– Откуда могли взяться одновременно ожоги и растяжение? – Сара обращалась с ним как со студентом-первогодком на обходе больных.
– Это случается, когда тебя вверх ногами подвешивает колдунья-садистка, – ответила я, продолжая морщиться: Сара ощупывала лицо.
– Что с рукой? – будто не слыша, осведомилась она.
– Глубокий порез – пришлось наложить швы, – терпеливо ответил Мэтью.
– Что вы ей давали?
– Обезболивающее, диуретик против отеков, антибиотик широкого спектра. – В его голосе начинало сквозить раздражение.
– А торс почему забинтован? – спросила, прикусив губу, Эм.
Я почувствовала, что бледнею.
– Подождем с этим, Эм, – сказала Сара, испытующе посмотрев на меня. – Начнем с главного: кто это сделал, Диана?
– Колдунья по имени Сату Ярвинен. Шведка, наверно. – Я инстинктивно прикрыла руками грудь.

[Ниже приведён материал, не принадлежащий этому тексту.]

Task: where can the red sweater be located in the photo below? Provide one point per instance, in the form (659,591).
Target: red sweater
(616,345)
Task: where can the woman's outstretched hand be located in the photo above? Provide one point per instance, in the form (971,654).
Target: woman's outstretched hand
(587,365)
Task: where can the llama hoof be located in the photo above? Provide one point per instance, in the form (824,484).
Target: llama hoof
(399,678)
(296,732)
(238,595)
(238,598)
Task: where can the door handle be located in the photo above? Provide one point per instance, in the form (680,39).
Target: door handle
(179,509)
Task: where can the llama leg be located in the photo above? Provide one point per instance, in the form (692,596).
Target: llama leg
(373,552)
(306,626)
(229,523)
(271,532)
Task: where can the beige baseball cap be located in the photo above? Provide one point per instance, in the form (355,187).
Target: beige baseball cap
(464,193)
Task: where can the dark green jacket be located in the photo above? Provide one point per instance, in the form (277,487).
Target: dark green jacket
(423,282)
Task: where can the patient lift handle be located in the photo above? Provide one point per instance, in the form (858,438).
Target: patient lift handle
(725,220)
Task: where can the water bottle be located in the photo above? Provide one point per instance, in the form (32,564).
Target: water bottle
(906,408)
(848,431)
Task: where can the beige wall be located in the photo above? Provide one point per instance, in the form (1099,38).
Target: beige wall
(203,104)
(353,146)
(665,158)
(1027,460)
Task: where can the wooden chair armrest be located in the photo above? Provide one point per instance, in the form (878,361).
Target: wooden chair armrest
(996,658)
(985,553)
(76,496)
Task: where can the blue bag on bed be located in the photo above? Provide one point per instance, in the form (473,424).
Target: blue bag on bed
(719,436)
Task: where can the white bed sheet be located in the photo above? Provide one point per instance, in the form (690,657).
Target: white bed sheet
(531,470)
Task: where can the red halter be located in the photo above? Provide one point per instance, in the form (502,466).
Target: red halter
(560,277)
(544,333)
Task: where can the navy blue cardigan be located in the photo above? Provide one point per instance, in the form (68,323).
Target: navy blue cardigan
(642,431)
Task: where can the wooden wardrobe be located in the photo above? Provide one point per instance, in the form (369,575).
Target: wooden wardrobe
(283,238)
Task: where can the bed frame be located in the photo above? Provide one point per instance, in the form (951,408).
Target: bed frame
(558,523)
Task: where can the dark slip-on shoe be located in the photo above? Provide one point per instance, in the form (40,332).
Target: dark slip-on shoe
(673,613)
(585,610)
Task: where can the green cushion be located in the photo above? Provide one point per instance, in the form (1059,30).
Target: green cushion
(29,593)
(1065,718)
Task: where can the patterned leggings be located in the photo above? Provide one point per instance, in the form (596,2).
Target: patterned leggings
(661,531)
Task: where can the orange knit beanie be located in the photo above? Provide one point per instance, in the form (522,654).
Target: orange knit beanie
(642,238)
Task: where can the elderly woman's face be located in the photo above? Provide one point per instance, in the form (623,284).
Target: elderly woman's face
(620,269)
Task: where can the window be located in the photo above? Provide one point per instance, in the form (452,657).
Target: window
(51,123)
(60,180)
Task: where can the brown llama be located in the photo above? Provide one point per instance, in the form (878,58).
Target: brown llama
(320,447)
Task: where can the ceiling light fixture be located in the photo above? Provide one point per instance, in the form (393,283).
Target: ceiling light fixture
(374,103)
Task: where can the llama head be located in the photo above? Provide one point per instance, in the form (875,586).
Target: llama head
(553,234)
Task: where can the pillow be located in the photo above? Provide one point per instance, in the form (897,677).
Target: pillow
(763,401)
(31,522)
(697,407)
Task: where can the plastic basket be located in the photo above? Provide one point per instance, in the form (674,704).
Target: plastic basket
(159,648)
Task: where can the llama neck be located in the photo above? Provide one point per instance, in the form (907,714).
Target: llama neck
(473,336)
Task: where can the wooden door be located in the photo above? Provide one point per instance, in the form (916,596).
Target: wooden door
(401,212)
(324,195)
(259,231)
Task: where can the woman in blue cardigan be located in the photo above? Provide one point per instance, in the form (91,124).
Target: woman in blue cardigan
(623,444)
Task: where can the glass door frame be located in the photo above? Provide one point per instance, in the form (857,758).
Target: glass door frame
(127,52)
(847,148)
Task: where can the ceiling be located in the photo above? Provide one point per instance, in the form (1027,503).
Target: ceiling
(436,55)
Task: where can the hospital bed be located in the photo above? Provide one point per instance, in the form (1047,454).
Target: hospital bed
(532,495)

Мэтью отвлекся, чтобы подложить дров в огонь.
– Не шведка, финка. Очень сильная, но, когда я снова ее увижу, она пожалеет, что на свет родилась.
– После меня от нее не так много останется, – вставил Мэтью, – так что поспешите, если хотите ее застать. Я обычно с такими делами не затягиваю.
Сара взглянула на него по-новому, почувствовав в этих словах не просто угрозу, как у нее, но твердое обещание.
– Кто лечил Диану, помимо вас?
– Моя мать и Марта, ее экономка.
– Им известны хорошие старые зелья, но я могу чуть больше, – засучила рукава Сара.
– Рановато для колдовства. Вы уже пили кофе? – Мой взгляд молил Эм о помощи, но та сказала, сжав мою руку:
– Не спорь, детка. Чем скорей Сара закончит, тем скорей ты поправишься.
Сара уже шевелила губами; Мэтью следил за ней как завороженный. Она легонько прикоснулась к моей скуле. Кость прошило током, и трещина тут же срослась.